I do want to say "Thank You" for stepping out and sharing your feelings though. My mom always used to say "This too shall pass" and she was right as far as I can tell. I think the best thing you could have done was get your feelings out there and that in and of itself can start you down the path to feeling better. I wish you the best. Please keep doing what your doing. It's a gift to anyone that see's it.

Tarek El Wazzi's picture

I watch several of these guys, Thomas Heaton, Gavin Hardcastle, Adam Gibbs and Nick Page. All provide some really great photos and YouTube content, but i feel he is the most humble of them all. (Not saying the rest aren't. They are all really nice guys). Although as he mentions, his videos didn't do as well as he had hoped for, he shouldn't take it negatively. In the end, the type of videos/photos these guys produce don't reach out for a huge number of users, unlike Kardashians, or kinder opening videos that get 50M views etc... I feel annoyed when i post a really good photo on instagram, but only get 30-40 likes, but then again i say to myself, i am happy with that photo. Its my photo and it represent my style of photography. I prefer to shoot for myself to be happy, than to take photos am not happy with just to get 600likes or more.

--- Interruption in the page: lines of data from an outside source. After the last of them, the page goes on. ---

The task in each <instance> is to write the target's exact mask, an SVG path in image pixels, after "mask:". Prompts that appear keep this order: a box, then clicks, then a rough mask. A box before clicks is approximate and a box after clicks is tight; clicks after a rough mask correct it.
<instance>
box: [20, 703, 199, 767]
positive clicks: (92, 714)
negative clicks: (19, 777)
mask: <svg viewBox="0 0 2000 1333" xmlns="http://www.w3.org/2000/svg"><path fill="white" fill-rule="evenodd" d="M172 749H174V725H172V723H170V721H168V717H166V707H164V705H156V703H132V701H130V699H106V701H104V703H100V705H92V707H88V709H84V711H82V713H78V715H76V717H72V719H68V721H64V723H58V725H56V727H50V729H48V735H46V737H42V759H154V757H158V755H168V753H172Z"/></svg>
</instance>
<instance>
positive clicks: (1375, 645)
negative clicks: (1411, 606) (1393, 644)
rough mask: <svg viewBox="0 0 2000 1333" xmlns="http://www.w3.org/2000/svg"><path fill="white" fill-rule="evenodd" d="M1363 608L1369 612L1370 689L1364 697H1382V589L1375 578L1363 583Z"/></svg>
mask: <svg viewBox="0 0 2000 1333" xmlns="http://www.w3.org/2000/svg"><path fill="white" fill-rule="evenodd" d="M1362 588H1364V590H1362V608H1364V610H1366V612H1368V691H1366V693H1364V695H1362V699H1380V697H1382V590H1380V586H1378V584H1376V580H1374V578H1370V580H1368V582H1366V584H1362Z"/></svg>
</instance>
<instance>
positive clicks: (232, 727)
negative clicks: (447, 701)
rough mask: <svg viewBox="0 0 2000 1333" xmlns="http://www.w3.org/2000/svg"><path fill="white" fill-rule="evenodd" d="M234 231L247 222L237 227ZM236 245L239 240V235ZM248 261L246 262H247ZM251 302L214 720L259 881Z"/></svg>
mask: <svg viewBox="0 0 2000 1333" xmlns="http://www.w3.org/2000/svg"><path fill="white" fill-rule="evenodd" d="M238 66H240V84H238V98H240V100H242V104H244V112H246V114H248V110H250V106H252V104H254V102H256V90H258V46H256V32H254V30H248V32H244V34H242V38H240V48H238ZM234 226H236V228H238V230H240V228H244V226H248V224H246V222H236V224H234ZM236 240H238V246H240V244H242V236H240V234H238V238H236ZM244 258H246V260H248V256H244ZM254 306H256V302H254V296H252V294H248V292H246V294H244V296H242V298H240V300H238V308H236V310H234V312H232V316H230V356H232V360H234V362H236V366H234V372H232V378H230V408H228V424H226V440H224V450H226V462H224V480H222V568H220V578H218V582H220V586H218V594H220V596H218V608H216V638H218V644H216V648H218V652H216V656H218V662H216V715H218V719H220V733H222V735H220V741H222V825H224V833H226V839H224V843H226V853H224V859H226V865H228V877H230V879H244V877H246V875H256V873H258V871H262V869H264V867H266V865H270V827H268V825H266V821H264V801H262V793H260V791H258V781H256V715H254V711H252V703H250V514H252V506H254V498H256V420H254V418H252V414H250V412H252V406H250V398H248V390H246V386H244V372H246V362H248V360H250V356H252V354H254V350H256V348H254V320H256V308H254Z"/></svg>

Although i don't make money out of photography and it is just a hobby for me, he shouldn't worry about how many views, likes and comments his videos get. His content is awesome and that's what counts. Creatively he might be going through a tough patch, but we have all been through it. taking a break from photography, and focusing on something else will reset his brain and that creativity and motivation will come back.

John Fore III's picture

There is no feeling in this world better than capturing an image that truly excites you. Even if it doesn't get a lot of traffic on social media, the fact that you can look at it and it brings joy to you is something that like chasers will never understand. From what I've seen this year is when you have a lot of photographers basically shooting the exact same thing even though it guarantees a lot of traffic, sooner or later it leads to burnout because they try so hard to out do each other and then when they try something new, the likes don't reach the high numbers that they are used to, which leads to falling back into the same old rut of shooting what works for likes and not expanding their variety of styles. Get back to having fun... :)

Ken Flanagan's picture

Great video man. I think that really resonates with a lot of photographers. I love your photography, as my landscapes suck comparatively.
For me it Took me a really long time to understand my own thought process and come to grips with the fact that never liking my own work is OK. The point that it becomes not OK anymore is when it stops you from doing what you love.
Please keep on keeping on. I just read this quote that I like. I don’t remember who said it.
“You will never get to where you’re going if you stop to throw rocks at every barking dog” it was something like that anyway.
Be good, stay well, and much love from Colorado!

Leon Kolenda's picture

The Key there is "You Have to know where your going"! I agree.

Steven Gotz's picture

I have a distinct advantage in that I mostly photograph zoo animals that people are already predisposed to love. So they like the photos.

This means that to grow as a photographer, I can't rely on my usual audience.

Even though the zoo uses my photos because they are better than most casual visitors to the zoo can capture, they are not a good judge of the photograph as much as they are the moment I captured.

I have yet to find a mentor qualified to critique my photos. While I am certain they exist, I don't know any personally.

While it would be nice to have such a mentor, the fact that my less than judgemental audience loves my photos isolates me from the pain expressed in tbis video.